Portugal is among the European Union countries more devastated by forest fires. Wildland firefighters are at the forefront of this battle, facing exposure to a wide range of harmful pollutants. Epidemiological studies have highlighted a potential link between occupational firefighting exposure and several diseases, including cancer. To date, very few studies have explored the biological mechanisms associated with such exposure.
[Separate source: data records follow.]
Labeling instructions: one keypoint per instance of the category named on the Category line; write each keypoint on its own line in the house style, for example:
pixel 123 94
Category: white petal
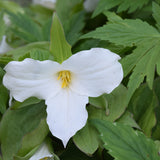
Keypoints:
pixel 66 114
pixel 42 152
pixel 90 5
pixel 6 20
pixel 94 72
pixel 4 47
pixel 32 78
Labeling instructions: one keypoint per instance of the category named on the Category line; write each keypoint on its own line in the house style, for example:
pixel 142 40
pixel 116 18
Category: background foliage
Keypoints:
pixel 122 125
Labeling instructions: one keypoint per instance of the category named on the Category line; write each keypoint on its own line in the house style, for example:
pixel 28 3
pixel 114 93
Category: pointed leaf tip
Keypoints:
pixel 59 47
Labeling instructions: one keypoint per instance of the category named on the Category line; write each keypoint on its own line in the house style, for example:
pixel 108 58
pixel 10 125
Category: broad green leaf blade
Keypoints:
pixel 104 5
pixel 116 103
pixel 34 138
pixel 16 124
pixel 59 47
pixel 86 139
pixel 150 56
pixel 26 27
pixel 74 27
pixel 108 107
pixel 11 6
pixel 40 54
pixel 99 102
pixel 2 26
pixel 143 106
pixel 127 119
pixel 156 13
pixel 116 106
pixel 65 13
pixel 125 32
pixel 20 52
pixel 124 143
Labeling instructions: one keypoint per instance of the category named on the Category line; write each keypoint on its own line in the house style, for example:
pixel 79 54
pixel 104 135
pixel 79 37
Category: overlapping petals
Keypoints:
pixel 66 114
pixel 42 152
pixel 93 72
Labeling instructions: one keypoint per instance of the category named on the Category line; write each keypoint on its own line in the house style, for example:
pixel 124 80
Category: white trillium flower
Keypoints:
pixel 4 47
pixel 65 87
pixel 42 152
pixel 46 3
pixel 90 5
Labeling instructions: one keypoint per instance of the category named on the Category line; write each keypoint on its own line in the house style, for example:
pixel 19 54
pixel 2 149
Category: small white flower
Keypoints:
pixel 42 152
pixel 4 47
pixel 46 3
pixel 65 87
pixel 90 5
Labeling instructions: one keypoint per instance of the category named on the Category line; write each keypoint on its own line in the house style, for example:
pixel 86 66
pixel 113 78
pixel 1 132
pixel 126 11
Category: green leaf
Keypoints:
pixel 125 32
pixel 16 124
pixel 74 27
pixel 59 47
pixel 73 153
pixel 99 102
pixel 150 51
pixel 5 59
pixel 11 6
pixel 3 99
pixel 34 138
pixel 125 143
pixel 143 106
pixel 156 13
pixel 127 119
pixel 27 102
pixel 20 52
pixel 116 102
pixel 66 12
pixel 26 27
pixel 2 26
pixel 86 139
pixel 123 5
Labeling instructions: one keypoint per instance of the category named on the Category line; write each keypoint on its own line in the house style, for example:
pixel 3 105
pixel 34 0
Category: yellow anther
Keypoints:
pixel 65 77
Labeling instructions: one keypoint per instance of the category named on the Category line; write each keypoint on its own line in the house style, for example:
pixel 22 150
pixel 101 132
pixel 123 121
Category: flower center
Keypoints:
pixel 65 77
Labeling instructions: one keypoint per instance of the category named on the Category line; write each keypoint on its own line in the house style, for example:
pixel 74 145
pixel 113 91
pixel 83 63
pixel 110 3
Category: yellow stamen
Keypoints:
pixel 65 77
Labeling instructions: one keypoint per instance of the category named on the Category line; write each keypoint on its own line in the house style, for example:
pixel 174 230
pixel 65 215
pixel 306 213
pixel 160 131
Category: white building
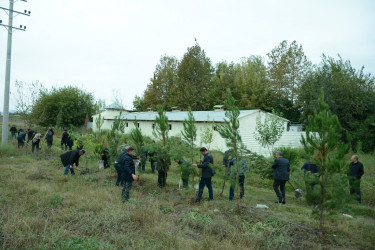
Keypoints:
pixel 247 119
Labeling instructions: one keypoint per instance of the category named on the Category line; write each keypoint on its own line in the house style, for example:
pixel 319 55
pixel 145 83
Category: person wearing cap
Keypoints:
pixel 35 142
pixel 281 169
pixel 207 174
pixel 64 140
pixel 127 168
pixel 70 158
pixel 242 168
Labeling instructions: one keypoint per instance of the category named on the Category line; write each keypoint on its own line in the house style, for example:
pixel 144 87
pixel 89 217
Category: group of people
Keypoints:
pixel 311 170
pixel 126 162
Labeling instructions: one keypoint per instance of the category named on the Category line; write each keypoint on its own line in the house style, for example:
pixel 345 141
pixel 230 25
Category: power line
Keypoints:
pixel 11 12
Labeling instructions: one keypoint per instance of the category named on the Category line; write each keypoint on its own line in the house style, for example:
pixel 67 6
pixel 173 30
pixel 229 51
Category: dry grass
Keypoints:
pixel 41 208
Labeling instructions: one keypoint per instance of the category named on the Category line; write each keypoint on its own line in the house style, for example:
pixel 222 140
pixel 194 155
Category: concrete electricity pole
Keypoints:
pixel 10 28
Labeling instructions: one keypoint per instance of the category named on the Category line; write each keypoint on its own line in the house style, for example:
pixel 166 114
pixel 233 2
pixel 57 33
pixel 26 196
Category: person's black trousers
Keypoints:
pixel 161 178
pixel 355 188
pixel 241 181
pixel 205 182
pixel 276 185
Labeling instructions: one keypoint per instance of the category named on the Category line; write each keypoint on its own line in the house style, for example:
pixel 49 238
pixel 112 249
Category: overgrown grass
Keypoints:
pixel 41 208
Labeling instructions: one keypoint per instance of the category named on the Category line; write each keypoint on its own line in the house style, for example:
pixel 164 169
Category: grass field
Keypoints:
pixel 41 209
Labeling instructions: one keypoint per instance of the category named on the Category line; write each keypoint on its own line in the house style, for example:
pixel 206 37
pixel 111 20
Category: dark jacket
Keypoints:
pixel 65 137
pixel 49 135
pixel 225 157
pixel 281 169
pixel 13 129
pixel 205 166
pixel 126 166
pixel 313 168
pixel 356 170
pixel 70 157
pixel 242 169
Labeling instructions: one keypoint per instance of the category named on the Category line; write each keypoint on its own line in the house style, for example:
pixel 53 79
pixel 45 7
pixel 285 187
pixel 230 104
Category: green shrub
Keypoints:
pixel 7 150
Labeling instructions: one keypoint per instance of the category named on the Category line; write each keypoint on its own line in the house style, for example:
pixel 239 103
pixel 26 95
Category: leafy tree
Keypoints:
pixel 350 94
pixel 27 95
pixel 230 132
pixel 323 135
pixel 161 89
pixel 189 135
pixel 194 79
pixel 161 130
pixel 287 68
pixel 74 103
pixel 267 133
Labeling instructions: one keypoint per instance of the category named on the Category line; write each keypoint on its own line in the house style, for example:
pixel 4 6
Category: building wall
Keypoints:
pixel 247 129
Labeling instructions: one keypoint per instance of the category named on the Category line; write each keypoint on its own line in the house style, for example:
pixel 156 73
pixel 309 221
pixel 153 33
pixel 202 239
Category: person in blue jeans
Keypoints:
pixel 242 168
pixel 207 174
pixel 70 158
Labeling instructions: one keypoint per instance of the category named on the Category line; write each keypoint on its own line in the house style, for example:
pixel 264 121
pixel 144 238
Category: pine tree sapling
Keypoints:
pixel 323 135
pixel 267 133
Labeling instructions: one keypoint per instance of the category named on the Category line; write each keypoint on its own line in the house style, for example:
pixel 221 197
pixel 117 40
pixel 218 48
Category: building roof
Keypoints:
pixel 200 116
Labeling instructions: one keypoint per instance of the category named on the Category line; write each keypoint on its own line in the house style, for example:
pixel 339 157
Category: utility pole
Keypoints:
pixel 11 29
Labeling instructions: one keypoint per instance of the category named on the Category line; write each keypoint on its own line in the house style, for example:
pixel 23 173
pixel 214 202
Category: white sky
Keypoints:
pixel 114 45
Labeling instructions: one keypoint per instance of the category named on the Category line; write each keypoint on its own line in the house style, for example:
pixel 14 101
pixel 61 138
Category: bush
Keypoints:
pixel 7 150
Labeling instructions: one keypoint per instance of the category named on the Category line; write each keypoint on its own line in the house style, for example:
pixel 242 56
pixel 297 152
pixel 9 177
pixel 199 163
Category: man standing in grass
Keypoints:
pixel 70 158
pixel 128 171
pixel 207 174
pixel 281 169
pixel 36 141
pixel 355 174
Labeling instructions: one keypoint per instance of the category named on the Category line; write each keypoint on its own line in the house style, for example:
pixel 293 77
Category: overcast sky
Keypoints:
pixel 114 45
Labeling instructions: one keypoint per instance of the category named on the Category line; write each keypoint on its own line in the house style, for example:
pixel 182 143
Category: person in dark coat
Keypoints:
pixel 243 167
pixel 105 157
pixel 356 171
pixel 128 171
pixel 13 131
pixel 281 169
pixel 64 140
pixel 36 141
pixel 49 137
pixel 21 138
pixel 207 174
pixel 70 158
pixel 186 169
pixel 30 135
pixel 311 175
pixel 162 166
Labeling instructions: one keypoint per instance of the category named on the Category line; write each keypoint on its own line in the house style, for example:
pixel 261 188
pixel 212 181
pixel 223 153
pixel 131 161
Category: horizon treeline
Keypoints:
pixel 287 82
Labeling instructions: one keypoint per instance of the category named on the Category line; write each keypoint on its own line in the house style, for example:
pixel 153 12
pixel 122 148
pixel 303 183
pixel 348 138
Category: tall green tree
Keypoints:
pixel 350 94
pixel 74 103
pixel 161 90
pixel 194 79
pixel 287 68
pixel 230 132
pixel 323 135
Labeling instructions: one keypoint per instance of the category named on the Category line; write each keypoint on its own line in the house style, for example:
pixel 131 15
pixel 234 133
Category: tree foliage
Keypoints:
pixel 323 135
pixel 73 102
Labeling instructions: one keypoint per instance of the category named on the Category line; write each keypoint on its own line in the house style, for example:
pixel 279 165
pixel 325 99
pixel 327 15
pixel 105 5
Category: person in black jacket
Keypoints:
pixel 70 158
pixel 13 131
pixel 49 137
pixel 64 140
pixel 356 171
pixel 128 170
pixel 281 169
pixel 311 176
pixel 207 174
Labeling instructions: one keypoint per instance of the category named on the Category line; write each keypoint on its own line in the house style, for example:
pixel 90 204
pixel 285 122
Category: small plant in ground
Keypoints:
pixel 55 201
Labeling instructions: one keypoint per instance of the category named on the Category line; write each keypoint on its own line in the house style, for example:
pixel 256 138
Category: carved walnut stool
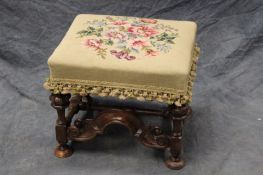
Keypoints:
pixel 124 57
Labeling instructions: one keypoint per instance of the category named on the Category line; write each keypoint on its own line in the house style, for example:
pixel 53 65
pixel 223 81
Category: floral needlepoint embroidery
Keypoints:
pixel 128 38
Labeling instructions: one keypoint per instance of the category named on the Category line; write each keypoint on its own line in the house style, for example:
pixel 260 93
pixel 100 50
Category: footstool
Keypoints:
pixel 128 58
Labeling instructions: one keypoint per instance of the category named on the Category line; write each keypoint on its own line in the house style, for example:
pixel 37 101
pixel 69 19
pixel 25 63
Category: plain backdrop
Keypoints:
pixel 225 134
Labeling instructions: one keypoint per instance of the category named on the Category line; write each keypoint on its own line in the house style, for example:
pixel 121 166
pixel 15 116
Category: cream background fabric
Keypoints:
pixel 72 60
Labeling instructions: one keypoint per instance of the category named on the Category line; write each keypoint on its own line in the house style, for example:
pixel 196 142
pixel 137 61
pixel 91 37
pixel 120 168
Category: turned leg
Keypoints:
pixel 60 102
pixel 177 116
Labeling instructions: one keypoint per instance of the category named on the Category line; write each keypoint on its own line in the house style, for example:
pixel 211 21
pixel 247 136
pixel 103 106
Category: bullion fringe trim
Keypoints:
pixel 126 91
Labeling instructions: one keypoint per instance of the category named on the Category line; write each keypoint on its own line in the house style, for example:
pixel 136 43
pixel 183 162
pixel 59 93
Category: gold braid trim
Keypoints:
pixel 125 91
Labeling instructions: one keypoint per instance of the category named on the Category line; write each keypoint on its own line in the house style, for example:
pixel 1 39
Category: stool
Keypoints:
pixel 128 58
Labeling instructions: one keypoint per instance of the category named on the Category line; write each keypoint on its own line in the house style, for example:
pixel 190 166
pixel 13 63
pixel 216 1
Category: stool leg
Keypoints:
pixel 60 102
pixel 177 117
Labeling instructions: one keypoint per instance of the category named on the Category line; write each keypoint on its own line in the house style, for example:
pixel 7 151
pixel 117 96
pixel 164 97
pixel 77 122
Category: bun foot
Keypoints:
pixel 174 164
pixel 63 151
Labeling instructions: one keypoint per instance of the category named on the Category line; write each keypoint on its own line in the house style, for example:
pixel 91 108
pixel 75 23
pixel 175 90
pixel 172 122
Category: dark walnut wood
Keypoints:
pixel 84 129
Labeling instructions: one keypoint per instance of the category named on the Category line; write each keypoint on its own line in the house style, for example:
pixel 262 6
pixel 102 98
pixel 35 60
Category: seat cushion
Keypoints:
pixel 141 58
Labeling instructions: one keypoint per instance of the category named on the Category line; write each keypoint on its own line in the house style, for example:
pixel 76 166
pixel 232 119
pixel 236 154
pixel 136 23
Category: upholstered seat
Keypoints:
pixel 126 57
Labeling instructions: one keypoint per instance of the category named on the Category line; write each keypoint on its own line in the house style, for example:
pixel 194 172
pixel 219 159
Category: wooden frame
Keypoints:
pixel 85 129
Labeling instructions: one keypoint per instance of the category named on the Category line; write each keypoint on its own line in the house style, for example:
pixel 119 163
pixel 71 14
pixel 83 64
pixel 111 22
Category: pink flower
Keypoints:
pixel 138 43
pixel 147 20
pixel 93 43
pixel 119 22
pixel 122 55
pixel 131 29
pixel 115 35
pixel 146 31
pixel 151 52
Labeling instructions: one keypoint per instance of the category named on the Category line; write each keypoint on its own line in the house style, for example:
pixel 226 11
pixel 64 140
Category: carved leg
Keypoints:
pixel 60 102
pixel 177 116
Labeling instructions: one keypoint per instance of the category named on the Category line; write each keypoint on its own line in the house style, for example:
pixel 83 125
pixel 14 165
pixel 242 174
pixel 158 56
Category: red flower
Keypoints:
pixel 115 35
pixel 147 20
pixel 138 43
pixel 93 43
pixel 151 52
pixel 146 31
pixel 119 22
pixel 131 29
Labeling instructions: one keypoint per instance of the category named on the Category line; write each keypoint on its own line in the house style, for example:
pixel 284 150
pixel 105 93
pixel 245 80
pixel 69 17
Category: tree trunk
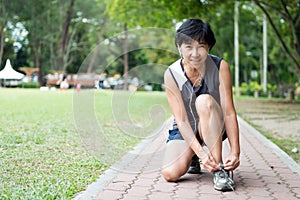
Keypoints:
pixel 62 45
pixel 95 53
pixel 2 29
pixel 293 56
pixel 125 51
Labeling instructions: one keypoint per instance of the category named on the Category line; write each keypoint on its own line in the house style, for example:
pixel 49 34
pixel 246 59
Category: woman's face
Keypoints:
pixel 194 53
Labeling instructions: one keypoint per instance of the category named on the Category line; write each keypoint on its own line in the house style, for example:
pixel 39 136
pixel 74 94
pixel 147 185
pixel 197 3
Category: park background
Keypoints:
pixel 42 155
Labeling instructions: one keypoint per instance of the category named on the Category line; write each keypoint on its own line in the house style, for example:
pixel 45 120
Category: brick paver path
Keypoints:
pixel 263 174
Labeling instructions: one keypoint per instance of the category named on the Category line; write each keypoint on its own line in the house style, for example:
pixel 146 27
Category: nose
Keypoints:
pixel 195 52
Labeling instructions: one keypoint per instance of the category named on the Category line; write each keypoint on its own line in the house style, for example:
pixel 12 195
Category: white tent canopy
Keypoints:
pixel 9 73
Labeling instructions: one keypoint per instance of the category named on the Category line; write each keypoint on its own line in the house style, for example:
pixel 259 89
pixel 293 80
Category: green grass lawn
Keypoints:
pixel 48 145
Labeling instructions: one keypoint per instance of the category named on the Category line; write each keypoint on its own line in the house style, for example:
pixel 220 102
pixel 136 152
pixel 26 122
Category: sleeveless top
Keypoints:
pixel 209 85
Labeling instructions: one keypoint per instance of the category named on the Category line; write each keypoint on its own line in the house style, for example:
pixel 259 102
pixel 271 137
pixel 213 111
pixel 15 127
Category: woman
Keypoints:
pixel 199 92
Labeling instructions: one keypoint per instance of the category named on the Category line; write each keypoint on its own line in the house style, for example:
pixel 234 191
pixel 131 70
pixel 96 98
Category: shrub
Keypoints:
pixel 29 85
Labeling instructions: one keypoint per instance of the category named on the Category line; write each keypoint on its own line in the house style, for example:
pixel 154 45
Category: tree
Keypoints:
pixel 284 18
pixel 3 23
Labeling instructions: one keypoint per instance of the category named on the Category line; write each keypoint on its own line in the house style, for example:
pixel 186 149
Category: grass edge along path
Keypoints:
pixel 41 153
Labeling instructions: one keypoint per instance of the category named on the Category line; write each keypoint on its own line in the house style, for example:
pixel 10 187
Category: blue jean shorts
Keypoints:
pixel 175 134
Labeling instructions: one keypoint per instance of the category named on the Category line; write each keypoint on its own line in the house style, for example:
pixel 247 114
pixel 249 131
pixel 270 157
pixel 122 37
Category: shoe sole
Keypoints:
pixel 225 189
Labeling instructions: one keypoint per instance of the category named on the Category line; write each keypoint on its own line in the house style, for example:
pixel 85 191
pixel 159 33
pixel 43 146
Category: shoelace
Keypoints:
pixel 229 180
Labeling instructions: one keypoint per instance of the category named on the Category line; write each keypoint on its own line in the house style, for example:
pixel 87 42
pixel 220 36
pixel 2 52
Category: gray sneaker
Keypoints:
pixel 194 167
pixel 222 181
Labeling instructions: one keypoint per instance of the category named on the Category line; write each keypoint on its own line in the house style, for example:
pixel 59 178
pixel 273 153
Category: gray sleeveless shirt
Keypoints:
pixel 209 85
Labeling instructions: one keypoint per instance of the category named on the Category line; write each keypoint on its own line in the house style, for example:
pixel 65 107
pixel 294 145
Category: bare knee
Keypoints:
pixel 204 103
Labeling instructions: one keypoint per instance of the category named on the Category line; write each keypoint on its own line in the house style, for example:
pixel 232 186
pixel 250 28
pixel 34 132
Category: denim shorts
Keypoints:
pixel 175 134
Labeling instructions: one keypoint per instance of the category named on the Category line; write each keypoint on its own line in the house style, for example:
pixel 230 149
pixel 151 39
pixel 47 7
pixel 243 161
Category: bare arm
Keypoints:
pixel 230 118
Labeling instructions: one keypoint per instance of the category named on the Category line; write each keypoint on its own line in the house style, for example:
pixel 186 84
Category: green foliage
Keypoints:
pixel 249 89
pixel 29 85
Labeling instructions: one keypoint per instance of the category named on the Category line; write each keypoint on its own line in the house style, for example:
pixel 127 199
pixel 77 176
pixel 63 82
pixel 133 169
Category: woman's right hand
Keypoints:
pixel 208 161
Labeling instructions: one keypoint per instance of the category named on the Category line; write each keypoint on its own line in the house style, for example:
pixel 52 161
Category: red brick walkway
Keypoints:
pixel 265 173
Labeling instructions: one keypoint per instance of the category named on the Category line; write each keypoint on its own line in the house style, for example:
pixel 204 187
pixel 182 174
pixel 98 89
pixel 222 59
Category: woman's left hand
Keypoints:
pixel 231 162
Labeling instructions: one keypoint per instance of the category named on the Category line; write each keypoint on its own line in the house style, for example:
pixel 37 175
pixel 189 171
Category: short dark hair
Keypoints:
pixel 195 29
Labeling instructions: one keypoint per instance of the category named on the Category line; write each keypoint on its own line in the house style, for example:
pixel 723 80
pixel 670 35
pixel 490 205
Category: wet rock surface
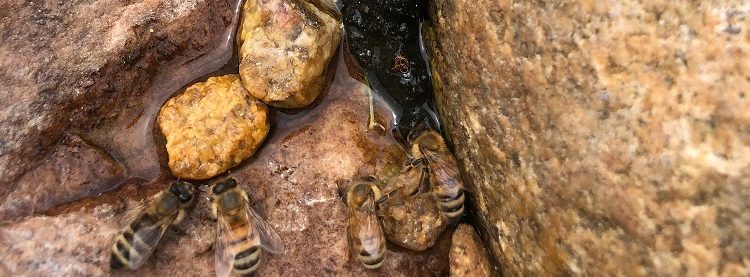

The present longitudinal study aims to assess changes in early effect biomarkers following wildland firefighters’ occupational exposure to a real wildfire event.

Methods

Paired blood samples from 59 healthy Portuguese wildland firefighters were collected at two different time points: before wildfire season and after a fire event during wildfire season. Sociodemographic variables (e.g., age, sex) and work-related factors (e.g., years of service) were assessed via a self-reported questionnaire. Levels of early effect biomarkers, such as primary DNA damage and oxidative DNA damage (oxidised purines) were assessed via comet assay. DNA double-strand breaks (DSBs) were evaluated by phosphorylated H2AX (γH2AX). Moreover, hydroxylated polycyclic aromatic hydrocarbon metabolites (OHPAHs) and metal(loid)s were quantified in urine samples. The influence of urinary OHPAHs, urinary metal(loid)s, and other exposure-related factors (e.g., firefighting duration) on changes (Δ) in early effect biomarkers (post-vs. baseline levels) was investigated.

Results

Firefighting activities led to a significant increase in both primary DNA damage and oxidative DNA damage by 22 % (95 % CI: 1.11–1.35; p < 0.05) and 23 % (95 % CI: 1.04–1.45; p < 0.05), respectively. Results from linear regression revealed that per each unit increase of urinary 2-hydroxyfluorene (2-OHFlu) (μmol/mol creatinine), the risk of ⧍ oxidative DNA damage increased by 20 % [FR: 1.20 (1.09–1.32); p < 0.01]. Additionally, each unit increase in urinary cesium (Cs) (μg/L) resulted in a significant 4 % increase in Δ primary DNA damage [FR: 1.04 (1.01–1.06); p < 0.05] and a 3 % increase in Δ oxidative DNA damage [FR: 1.03 (1.01–1.05); p < 0.05]. Post-exposure levels of γH2AX were significantly correlated with urinary 2-OHFlu levels assessed after firefighting (r = 0.30; p < 0.05). Furthermore, exposure duration and reported breathing difficulties during firefighting were significantly associated with increased levels of primary DNA damage.

Conclusion

Results obtained provide insights into the potential human health effects of wildland firefighting occupational exposure at the genetic and molecular levels, offering new and important mechanistic data. These findings are crucial for implementing health and safety measures, recommendations, and best practices to mitigate occupational risks and protect the health of wildland firefighters.